Abbiamo anche sentito la nostalgia dei nostri, tutti riuniti intorno al tavolo, il baccano dei bambini (italiani e spagnoli), gli sfottò di L. agli anziani, le macchie di vino sulla tovaglia, la risata chioccia di zia L., le cento prelibatezze tutte italiane preparate con amore da mamma, il camino acceso da P., la visita inaspettata di zio F., e G. che pensa al suo vestito da sposa. Per non menzionare le birre nel salone dopo cena con D,T e A!

Antonio per festeggiare il Natale ha cenato con un’aragosta alla spropositata cifra di 12 euro. Il nostro hotel è nel quartiere del «night market» dove si mescolano venditori di vestiti a quelli che arrostiscono polpi, rane, gamberi, pollo e aragoste fiancheggiati dai venditori di souvenir. Tutto avvolto in una nuvola al sapore di barbecue e crepes al suono «can I help you lady? try, try». Notare la rana impalata in secondo piano nella prima foto.

Hoi An è una città splendida, patrimonio UNESCO, sul delta del fiume Thu Bon. Fu una fiorente città dove convivevano gli interessi commerciali di giapponesi, cinesi e vietnamiti, fin quando non venne soppiantata dalla vicina Danang che i francesi preferirono alla città fluviale. Tutto questo l’ha miracolosamente preservata dalla distruzione dei bombardamenti di guerra prima e dalla ripresa economica poi. Gli isolati sono lunghi e stretti e le case a due spioventi sono passanti: hanno quasi tutte un doppio affaccio e un patio interno. Sono a due piani, in legno, e le facciate sono dipinte tutte di giallo, al primo piano ci sono dei bellissimi balconi con fiori e piante (in Vietnam non mancano mai, nemmeno sulle case zattere). Nella parte bassa quasi tutti i muri sono verdi di muschio a causa dell’umidità portata delle numerose inondazioni che colpiscono la città, l’ultima, bestiale, del 2017. In sporadiche occasioni è capitato che l’acqua arrivasse sino al primo piano. Si navigava in barca per le strade.

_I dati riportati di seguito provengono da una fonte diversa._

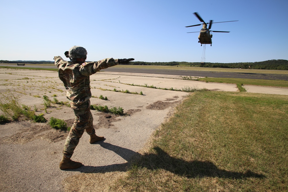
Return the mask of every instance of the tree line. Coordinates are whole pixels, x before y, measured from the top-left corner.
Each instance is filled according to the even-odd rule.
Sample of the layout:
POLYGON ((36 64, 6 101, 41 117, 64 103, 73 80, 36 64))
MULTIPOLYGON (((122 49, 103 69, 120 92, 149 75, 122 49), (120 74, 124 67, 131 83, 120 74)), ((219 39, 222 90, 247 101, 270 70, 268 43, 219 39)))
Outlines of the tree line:
POLYGON ((148 62, 130 61, 129 64, 136 65, 167 65, 199 66, 202 67, 254 69, 270 70, 288 70, 288 60, 284 59, 273 59, 265 61, 240 63, 201 63, 199 62, 148 62))
MULTIPOLYGON (((8 61, 0 60, 0 63, 31 63, 51 64, 54 61, 8 61)), ((265 61, 240 63, 202 63, 199 62, 154 62, 130 61, 128 64, 134 65, 164 65, 185 66, 203 67, 219 67, 232 69, 241 68, 270 70, 288 70, 288 60, 284 59, 273 59, 265 61)))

Per come l’abbiamo vista noi ha l’aspetto di un piccolo parco giochi per turisti, ogni casa è un negozio, cosa che ha naturalmente snaturato il paesello di pescatori e commercianti, ma lo ha anche salvato dall’incuria e dalla povertà. Siamo addirittura usciti con i sandali, attaccando le scarpe da trekking al chiodo per un giorno.

Il 24 sera in un attacco di italianitá/europeismo ho mangiato per la prima volta cibo nostrano: una schifosissima pizza, congelata, per la modica cifra di sei euro. Non me ne pento, lo rifarei, fosse anche solo per questa foto. 

Tornando verso l’hotel ci siamo fatti attrarre dal carisma di un artista che faceva piano-bar in un localetto sul fiume e abbiamo passato la sera della vigilia a bere birra e goderci lo spettacolo, fottendocene che non fosse made in Asia. A volte esageriamo co’ sta cosa del «local«. Il bar era proprio a ridosso dei canali, che di sera (tutte le sere), si riempiono di barchette che traccheggiano i turisti su e giù, tutto è illuminato dai faretti colorati e dalle candele che i turisti lasciano nel fiume (Greta non me volere, era bello assai).

Dopo una estenuante ricerca tra le centinaia di sarte che hanno negozi in città, ho ceduto alla vanità, e mi sono fatta fare due vestiti in misto seta per 55 euro che mi stanno una cacata, uno non mi entra nemmeno. Oramai è fatta, almeno potrò variare un poco la mia divisa di decathlon! D’altronde te li fanno in appena un giorno, se ci fossero state le tre sorelle Sebastiani e Mary cugina sarebbe stato diverso. 
Sì è quasi conclusa la tappa vietnamita, siamo in aereo per HCM e domani partiremo per le spiagge Thailandesi, con la speranza che Anto possa lavorare meno del previsto e godersi il mare, magari evitando di affogare come quasi accadde in viaggio di nozze! 

È il momento della pagella del primo monomestre e per noi il Vietnam è stata una tappa speciale. Il paese è in crescita economica tangibile, il divario sociale è ovunque, i paesaggi naturali sono strabilianti, le città caotiche, il cibo superbo e le persone hanno uno sguardo dignitoso e fiero, anche nella povertà, accompagnato da un gentile sorriso.